Słyszał w głowie porażający głos Voldemorta. Klęczał przed nim tuż po tym, jak wykonano wyrok. Megan Evans. Dziewczyna, którą bardzo polubił i tak niewiele brakowało, by coś między nimi było. Jedna z niewielu osób, przed którymi się otworzył. Jeszcze przed Hermioną. Spędzał z Megan dużo czasu, gdyż ojciec dziewczyny był Śmierciożercą, który wykonywał misje dla Voldemorta. Matki właściwie nie miała, gdyż ta odeszła od nich, kiedy tylko poznała prawdę o mężczyźnie, za którego wyszła. Jednak ojciec Megan zdradził. Niespodziewanie zaczął pracować dla przyjaciół Dumbledore’a. Z początku nikt nie chciał w to uwierzyć. Ostatecznie Jordan Evans wydawał się być najwierniejszym człowiekiem Czarnego Pana. Jednak jego zdrada była niekwestionowana.

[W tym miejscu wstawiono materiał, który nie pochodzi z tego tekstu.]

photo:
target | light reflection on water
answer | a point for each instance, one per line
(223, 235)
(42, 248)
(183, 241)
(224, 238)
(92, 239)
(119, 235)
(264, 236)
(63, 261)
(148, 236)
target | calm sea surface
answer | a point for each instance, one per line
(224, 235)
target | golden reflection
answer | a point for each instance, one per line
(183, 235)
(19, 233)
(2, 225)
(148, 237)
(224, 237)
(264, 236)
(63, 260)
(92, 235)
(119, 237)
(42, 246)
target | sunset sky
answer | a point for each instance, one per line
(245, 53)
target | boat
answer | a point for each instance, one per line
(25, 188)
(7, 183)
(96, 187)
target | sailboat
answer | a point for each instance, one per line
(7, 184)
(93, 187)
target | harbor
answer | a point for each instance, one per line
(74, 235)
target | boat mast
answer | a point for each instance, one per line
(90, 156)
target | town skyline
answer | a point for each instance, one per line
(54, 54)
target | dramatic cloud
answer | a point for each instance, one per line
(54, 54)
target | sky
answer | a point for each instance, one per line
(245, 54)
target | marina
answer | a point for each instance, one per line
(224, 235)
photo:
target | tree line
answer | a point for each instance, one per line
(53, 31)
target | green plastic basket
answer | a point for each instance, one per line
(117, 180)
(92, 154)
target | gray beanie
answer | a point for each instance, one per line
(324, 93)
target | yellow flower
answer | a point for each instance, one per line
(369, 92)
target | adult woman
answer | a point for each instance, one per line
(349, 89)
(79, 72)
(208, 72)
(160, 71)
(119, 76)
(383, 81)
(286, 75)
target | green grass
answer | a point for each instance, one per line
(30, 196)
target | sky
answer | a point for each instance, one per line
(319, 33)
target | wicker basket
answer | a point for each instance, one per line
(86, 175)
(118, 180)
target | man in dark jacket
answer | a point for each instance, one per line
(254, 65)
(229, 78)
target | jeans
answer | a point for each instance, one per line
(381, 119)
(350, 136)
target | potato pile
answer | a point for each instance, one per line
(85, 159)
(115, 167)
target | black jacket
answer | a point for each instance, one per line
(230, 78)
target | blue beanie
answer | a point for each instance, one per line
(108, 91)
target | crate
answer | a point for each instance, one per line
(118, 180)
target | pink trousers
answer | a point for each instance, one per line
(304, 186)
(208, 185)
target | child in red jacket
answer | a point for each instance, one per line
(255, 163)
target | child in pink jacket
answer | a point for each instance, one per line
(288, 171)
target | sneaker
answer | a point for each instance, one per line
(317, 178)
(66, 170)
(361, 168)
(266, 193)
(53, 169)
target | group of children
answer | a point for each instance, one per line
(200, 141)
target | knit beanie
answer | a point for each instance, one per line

 - Zapłacisz za to w najboleśniejszy sposób – przemówił wówczas do niego. Na sali, gdzie się wówczas znajdowali, wywleczono młodą dziewczynę. Krzyczała przerażona i oszołomiona. Draco próbował jej bronić, lecz ojciec wyraźnie mu zakazał. Bezradnie patrzył, jak pada zaklęcie uśmiercające. Megan osunęła się martwa. Nie krył swojego przerażenia. A potem wezwano jego. Voldemort musiał zdawać sobie sprawę, że sytuacja, w której się znalazł, wyraźnie zachwiała młodym Draconem i musiał go przekonać do siebie. Liczył, że mu się uda. Zawsze zdobywał to, czego chciał. Nigdy się nie zachwiał przed nikim i niczym. – Mam dla ciebie zadanie. Byś przypomniał sobie, do kogo należysz. Zwabisz Hermionę Granger, tę szlamowatą przyjaciółkę Pottera. Sprawisz, że ci zaufa jak nikomu innemu. Będziesz jej obrońcą i najlepszym przyjacielem do czasu, aż cię wezwę. Wówczas przyprowadzisz ją do mnie.

 - Jak rozkażesz, panie – odparł Draco zdecydowanym głosem. Jednak już wtedy wiedział, że zdradzi. Śmierć Megan przechyliła czarę. Pokazała mu, którą stronę wybrać. Obraz przeszłości powoli zacieśniał się. Wyraźnie słyszał głos Hermiony. Historię, którą opowiadała, znał na pamięć. W końcu przeżyli ją oboje.

 - Dlatego, że żadna kobieta nie zasługuje na coś takiego, a zwłaszcza ty – odpowiedział głośno i wyraźnie. Powoli wybudzał się z pełnego bólu snu. Ciało jeszcze trochę go piekło, ale przeżywał dużo gorsze chwile. Kiedy próbował się buntować, ojciec i ciotka nieraz w bolesny sposób pokazywali mu, gdzie jego miejsce. Nie było to łatwe, ale dał radę. Z każdej urazy wychodzi silniejszy niż wcześniej. Teraz miało być tak samo. Ostrożnie uniósł się na łokciach. Wciąż jeszcze był osłabiony. Musiał dotrzeć do siebie jak najszybciej.  – Myślałaś o przeszłości, prawda?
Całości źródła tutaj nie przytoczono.